Pourquoi cet amour du Burkina Faso ? Pourquoi ce titre sentimentaliste ? En tout cas la fascination sahélienne, c’est sans doute la raison capitale qui a poussé ce Congolais à écrire sur le pays des Hommes Intègres et d’avoir affectueusement intitulé son ouvrage « Cher Burkina » . Il aurait pu l’intituler Voyage au Burkina-Faso comme André Gide son célèbre roman « Voyage au Congo. » bien que Gide voyagea en AEF pour, entre autres aspects négatifs de la colonisation, dénoncer les conditions dantesques dans lesquelles le colon traça la ligne de chemin de fer Congo-Océan, tandis que lui, Thierry Paul Ifoundza :
« n’est pas venu en juge non plus parce qu’on est plus juge que témoin. (Il veut ) être (...) le simple témoin d’un quotidien sahélien témoin, un point c’est tout » ( p11 )

  • Rien ne ressemble plus au Burkina-Faso que le Congo-Brazzaville

L’attraction envers ce pays qui vit sous le signe du coup d’état permanent (dirait François Mitterrand), repose sur l’asymétrie que :
Le Burkina Faso est le Congo-Brazzaville de l’Afrique de l’Ouest et le Congo-Brazzaville le Burkina-Faso de l’Afrique Centrale.
Tout les réunit : la séduction marxiste, l’amour des révolutions, la violence politique, la corruption, Fespaco, Fespam, la richesse culturelle...la pauvreté matérielle.

Beaucoup de variables les séparent aussi : le tribalisme, les performances du système sanitaire, la violence urbaine qui trouve dans la misère un terreau fertile. Amer, Thierry Ifoundza déplore :

  • « Au Congo-Brazzaville, le désœuvrement des jeunes est en partie à l’origine de la délinquance et l’apparition du phénomène des Bébés Noirs et/ou des Kuluna, qui terrorisent les populations » (page 77)

Tribalisme congolais

Quant au pêché mignon du démon interculturel, Bayala, burkinabé, acteur de la société civile, membre de l’association Deux heures pour CAMITA Afrique s’insurge contre l’ethnocentrisme, plaie purulente du Congo : « Il faut lutter contre l’instrumentalisation du tribalisme.
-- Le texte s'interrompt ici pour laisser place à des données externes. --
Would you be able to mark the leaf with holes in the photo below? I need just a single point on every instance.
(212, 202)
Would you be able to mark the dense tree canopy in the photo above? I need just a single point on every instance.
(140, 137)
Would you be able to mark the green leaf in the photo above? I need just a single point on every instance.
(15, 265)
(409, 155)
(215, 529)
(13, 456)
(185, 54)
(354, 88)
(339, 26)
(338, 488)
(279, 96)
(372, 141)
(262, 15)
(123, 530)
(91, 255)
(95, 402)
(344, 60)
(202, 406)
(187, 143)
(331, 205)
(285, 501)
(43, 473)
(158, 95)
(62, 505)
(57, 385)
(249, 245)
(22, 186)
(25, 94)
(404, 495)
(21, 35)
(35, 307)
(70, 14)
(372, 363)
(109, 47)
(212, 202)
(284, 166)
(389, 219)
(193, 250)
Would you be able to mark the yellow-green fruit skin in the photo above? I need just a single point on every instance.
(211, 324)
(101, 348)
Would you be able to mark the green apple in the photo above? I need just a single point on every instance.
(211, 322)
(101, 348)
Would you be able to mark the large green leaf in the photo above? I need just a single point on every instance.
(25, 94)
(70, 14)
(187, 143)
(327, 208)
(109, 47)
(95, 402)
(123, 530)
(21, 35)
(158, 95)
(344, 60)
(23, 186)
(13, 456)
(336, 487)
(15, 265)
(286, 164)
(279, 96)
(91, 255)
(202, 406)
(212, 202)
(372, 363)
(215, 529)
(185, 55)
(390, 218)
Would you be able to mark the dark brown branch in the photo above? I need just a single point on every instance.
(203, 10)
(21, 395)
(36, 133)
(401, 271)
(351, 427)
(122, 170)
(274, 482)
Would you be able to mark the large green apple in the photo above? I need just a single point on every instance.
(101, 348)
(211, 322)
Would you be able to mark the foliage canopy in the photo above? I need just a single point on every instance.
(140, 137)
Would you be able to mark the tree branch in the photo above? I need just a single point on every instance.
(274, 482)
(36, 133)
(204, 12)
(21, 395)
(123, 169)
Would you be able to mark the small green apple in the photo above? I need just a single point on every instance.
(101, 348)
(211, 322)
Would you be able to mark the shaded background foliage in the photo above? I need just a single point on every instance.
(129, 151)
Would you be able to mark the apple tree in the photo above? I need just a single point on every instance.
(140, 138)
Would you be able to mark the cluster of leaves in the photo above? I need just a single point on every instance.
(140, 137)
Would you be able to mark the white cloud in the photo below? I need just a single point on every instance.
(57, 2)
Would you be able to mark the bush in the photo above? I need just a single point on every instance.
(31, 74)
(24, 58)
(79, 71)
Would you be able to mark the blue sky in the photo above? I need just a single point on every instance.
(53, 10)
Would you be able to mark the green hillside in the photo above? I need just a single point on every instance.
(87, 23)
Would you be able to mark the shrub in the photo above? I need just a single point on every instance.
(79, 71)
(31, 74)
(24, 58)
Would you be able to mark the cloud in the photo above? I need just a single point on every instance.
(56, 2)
Bien que le Mossi soit l’ethnie dominante au Burkina, les mouvement associatifs ne sont pas fondés sur des bases ethniques.de la société civile » ( p. 68 )
En revanche au Congo de Sassou, le tribalisme est une règle, le vivre ensemble une exception. On le voit dans les distributions des postes politiques. Les Mbochi se taillent la part du lion et les miettes laissées par le fauve.

Le Dr Thierry Paul Ifoundza dans sa monographie arrive à cette âpre vérité :

« En fin de compte (...) la corruption est l’unique point commun entre le le Burkina et le Congo-Brazzaville mon pays d’origine, ce champion toute catégorie en la matière. » page 70

« Je me fiche de ce qu’il y ait des coups d’état militaires à foison- d’ailleurs, les hommes intègres burkinabé sont de loin les champions en Afrique ». ( p.12 )
Les Congolais ne sont pas non plus des anges en la matière, notamment quand on voit le sempiternel Sassou à la manœuvre depuis près de quatre décennies. Son pouvoir est au bout du fusil et l’alternance une perspective renvoyée aux calendes grecques.

Signes d’identités remarquables

La jeunesse, les références idéologiques, les narratifs sémantiques, deux chefs d’état assassinés : tout rapproche les deux pays. On peut même poser l’équation : Brazza, c’est Ouaga.

Brazzaville a son Lycée Thomas Sankara, Ouagadougou a son lycée Marien Ngouabi.
C’est à partir de la place du 2 octobre 1983 où Sankara prononça son discours d’orientation politique qu’on « accède au Lycée Marien Ngouabi. » ( p.53 ) topographie le Dr Thierry Ifoundza.

Les symboles comme le hasard font bien les choses. Au quartier Massengo, à Brazzaville, au bas de la colline où se situe le Lycée Thomas Sankara, commence l’Avenue Marien Ngouabi de Talangaï. (NDLR)

Burkina et Congo, mêmes tendances, frères jumeaux ?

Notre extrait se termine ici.